After having paused for about a month while the Committee of Detail composed a draft of the Constitution itself, the Representatives returned on August 6th to consider this draft. August 6th consisted of little more than reading the draft. On August 7th, they took up a more robust debate about the details of the new Constitution. Among other things debated that day, the question of who would have the right to vote in national elections arose. Gouverneur Morris, whose instincts had always seemed ahead of his time, made the controversial and seemingly outdated suggestion to “restrain the right of suffrage to freeholders.” That is, Morris suggested that only the propertied should have the right to vote in national elections. In the first place, several of them replied to this suggestion with the obvious problem that some of the states already allowed non-freeholders to vote. As James Wilson said: “It would be very hard & disagreeable for the same persons at the same time, to vote for representatives in the State Legislature and to be excluded from a vote for those in the Natl. Legislature.” Oliver Elseworth said: “The people will not readily subscribe to the Natl. Constitution if it should subject them to be disfranchised. The States are the best Judges of the circumstances & temper of their own people.” Several of them repeated this sentiment regarding the disconnect between a national Constitution that restricted the vote and state Constitutions that had already expanded it.

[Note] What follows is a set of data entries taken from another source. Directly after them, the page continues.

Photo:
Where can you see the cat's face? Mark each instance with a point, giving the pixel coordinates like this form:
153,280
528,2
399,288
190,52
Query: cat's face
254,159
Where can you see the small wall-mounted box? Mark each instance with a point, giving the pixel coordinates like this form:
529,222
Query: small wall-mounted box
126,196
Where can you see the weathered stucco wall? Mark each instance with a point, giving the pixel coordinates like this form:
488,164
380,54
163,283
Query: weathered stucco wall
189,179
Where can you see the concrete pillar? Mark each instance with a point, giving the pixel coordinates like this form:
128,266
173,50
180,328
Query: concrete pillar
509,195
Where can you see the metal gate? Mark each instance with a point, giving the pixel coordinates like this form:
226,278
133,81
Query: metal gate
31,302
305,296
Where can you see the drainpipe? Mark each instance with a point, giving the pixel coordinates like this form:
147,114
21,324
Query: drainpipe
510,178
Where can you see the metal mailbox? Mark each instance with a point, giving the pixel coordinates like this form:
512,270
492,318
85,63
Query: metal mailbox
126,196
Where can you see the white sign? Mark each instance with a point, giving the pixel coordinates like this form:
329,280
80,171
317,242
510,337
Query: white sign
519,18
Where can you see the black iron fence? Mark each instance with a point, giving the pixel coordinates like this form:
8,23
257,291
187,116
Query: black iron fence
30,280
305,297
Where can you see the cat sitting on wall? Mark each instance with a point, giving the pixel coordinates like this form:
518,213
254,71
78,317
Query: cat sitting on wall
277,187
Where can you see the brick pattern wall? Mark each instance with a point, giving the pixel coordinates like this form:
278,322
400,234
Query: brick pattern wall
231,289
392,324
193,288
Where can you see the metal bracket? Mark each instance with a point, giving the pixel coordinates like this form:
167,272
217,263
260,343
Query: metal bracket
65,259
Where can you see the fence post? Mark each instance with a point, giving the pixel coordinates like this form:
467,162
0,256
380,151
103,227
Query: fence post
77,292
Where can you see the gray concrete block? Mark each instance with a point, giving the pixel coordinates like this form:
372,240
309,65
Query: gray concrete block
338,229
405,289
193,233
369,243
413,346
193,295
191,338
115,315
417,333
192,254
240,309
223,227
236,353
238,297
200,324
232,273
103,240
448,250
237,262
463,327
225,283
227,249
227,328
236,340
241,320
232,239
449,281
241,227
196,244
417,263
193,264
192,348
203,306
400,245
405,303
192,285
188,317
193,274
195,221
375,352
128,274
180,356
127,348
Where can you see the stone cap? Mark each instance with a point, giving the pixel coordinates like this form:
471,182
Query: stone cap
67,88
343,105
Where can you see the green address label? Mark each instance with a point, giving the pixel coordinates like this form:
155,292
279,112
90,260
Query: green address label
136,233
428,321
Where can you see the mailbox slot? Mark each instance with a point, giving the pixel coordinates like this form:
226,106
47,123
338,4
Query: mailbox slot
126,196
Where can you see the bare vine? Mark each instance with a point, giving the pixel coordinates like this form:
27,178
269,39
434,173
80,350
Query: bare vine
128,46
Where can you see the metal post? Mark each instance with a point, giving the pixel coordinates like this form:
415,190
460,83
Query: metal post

Those who argued against the restriction concentrated on the prudential question as to whether the people would accept it. Those who argued for it now advanced a couple of arguments worth at least considering, even though they sound so strange to our ears. Oddly enough, for Morris, the decisive problem with extending the vote beyond “freeholders” was that it would lean us toward aristocracy, if not in name at least in fact:
The sound of Aristocracy therefore had no effect on him. It was the thing, not the name, to which he was opposed, and one of his principal objections to the Constitution as it is now before us, is that it threatens this Country with an Aristocracy. The aristocracy will grow out of the House of Representatives. Give the votes to people who have no property, and they will sell them to the rich who will be able to buy them. We should not confine our attention to the present moment. The time is not distant when this Country will abound with mechanics & manufacturers who will receive their bread from their employers. Will such men be the secure & faithful Guardians of liberty? Will they be the impregnable barrier agst. aristocracy? -He was as little duped by the association of the words “taxation & Representation.” The man who does not give his vote freely is not represented. It is the man who dictates the vote. Children do not vote. Why? because they want prudence, because they have no will of their own. The ignorant & the dependent can be as little trusted with the public interest. He did not conceive the difficulty of defining “freeholders” to be insuperable. Still less that the restriction could be unpopular. 9/10 of the people are at present freeholders and these will certainly be pleased with it. As to Merchts. &c. if they have wealth & value the right they can acquire it. If not they don’t deserve it.
Although this argument sounds outdated and bizarre to us, it’s worth noting the extent to which we now complain of the power of the rich in our politics and thus that we’re leaning towards a kind of “aristocracy.” Why are the rich so powerful in our politics? Morris’s argument here suggests that those who don’t own property will often find themselves duped by rich men who promise them things that they don’t have the means and thus prudence to judge properly. They vote for the rich because they “receive their bread from their employers.” If we take this claim metaphorically rather than literally, we might say that the landless public has insufficient freedom actually to judge the promises that rich people make to them.
I wouldn’t go so far as to now suggest that we restrict the right to vote solely to the propertied. There are good reasons for the expansion of the vote. But, as we think about why the rich are so empowered in the United States, Morris’s argument should give us some things on which to reflect.